No existía manera de identificar cuál pudiera ser la fuente de los rencorosos rumores, y sólo fue posible comprobar que se iban intensificando. Con el fin del invierno, con la llegada de una primavera lluviosa y fría, las maledicencias relativas a los sucesos sobrenaturales que tenían lugar en el Domaine de la Cade fueron cada vez más frecuentes. Se habló de que se habían visto espectros y demonios, se hizo referencia incluso a los rituales satánicos que se llevaban a cabo en el sepulcro y al amparo de la noche. Todo aquello fue como si regresaran los tiempos siniestros en que Jules Lascombe fue dueño y señor de la casa. La amargura reinante, la inquina, apuntaba a los sucesos de la Noche de Difuntos de 1891. Se afirmó que el terreno se declaraba en rebeldía, que buscaba la debida retribución por los pecados del pasado.

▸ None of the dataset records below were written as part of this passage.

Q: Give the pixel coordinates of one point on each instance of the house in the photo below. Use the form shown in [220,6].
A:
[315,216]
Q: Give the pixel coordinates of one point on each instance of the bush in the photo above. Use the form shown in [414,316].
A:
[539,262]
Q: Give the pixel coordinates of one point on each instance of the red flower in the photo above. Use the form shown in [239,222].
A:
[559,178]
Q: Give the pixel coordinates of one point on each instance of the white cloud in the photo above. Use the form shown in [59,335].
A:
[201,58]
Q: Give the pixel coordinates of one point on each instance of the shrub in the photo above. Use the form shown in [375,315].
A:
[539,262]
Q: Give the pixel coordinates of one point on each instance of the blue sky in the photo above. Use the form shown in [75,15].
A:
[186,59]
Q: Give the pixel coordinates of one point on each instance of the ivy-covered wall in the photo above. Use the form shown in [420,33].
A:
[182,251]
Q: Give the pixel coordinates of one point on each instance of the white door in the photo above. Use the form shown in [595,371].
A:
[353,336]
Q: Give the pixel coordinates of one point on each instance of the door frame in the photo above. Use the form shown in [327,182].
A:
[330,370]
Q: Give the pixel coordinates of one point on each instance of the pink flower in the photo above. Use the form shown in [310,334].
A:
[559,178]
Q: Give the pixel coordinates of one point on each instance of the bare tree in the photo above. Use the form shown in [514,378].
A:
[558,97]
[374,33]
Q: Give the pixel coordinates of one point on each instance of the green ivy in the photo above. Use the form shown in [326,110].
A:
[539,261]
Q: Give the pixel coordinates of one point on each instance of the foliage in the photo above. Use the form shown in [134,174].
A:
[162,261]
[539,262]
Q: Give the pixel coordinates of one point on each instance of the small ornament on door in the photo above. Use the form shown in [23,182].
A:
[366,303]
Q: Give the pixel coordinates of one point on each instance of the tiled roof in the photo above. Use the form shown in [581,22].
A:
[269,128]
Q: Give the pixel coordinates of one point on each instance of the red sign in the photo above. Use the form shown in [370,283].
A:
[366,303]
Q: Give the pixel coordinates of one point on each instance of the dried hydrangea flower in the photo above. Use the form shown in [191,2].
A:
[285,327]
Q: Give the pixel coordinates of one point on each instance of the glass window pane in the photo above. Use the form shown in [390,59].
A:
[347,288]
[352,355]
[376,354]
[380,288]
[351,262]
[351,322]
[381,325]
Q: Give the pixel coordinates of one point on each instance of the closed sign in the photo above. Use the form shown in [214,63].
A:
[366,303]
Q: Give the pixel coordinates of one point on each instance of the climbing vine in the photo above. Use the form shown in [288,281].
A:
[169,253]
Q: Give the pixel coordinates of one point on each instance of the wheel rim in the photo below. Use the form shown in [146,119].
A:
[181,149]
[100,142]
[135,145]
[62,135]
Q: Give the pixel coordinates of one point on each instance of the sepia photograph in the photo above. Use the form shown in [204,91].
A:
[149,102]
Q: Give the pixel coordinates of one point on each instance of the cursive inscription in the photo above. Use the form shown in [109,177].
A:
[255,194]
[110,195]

Antiguos encantamientos, hechizos de antaño, en la lengua tradicional de la región, aparecieron grabados en las rocas que jalonaban el camino, para tratar de espantar al demonio que en esos momentos, como ya hiciera antes, rondaba peligrosamente por el valle. Aparecieron estrellas de cinco puntas inscritas en un círculo, con alquitrán negro, en diversas rocas del camino. Se dejaron ofrendas votivas de flores y de cintas en hornacinas antes no señaladas.

Una tarde en que estaba sentada Léonie con Louis-Anatole en el lugar que más le gustaba, a la sombra de los plátanos de la plaza Pérou, una frase que alguien pronunció de un modo insultante le llamó la atención.

Lou Diable se rit.

Cuando regresó al Domaine de la Cade, preguntó a Marieta qué significaba.

—El diablo se ríe —le tradujo a regañadientes.

De no haber sabido Léonie que tal idea era imposible, hubiera sospechado que la mano de Victor Constant se hallaba detrás de los rumores y las habladurías. Se recriminó por tener tales pensamientos.

Constant había muerto. La policía así lo pensaba. Tenía que estar muerto. De lo contrario, ¿por qué los había dejado en paz durante ya casi cinco años, para terminar por volver entonces?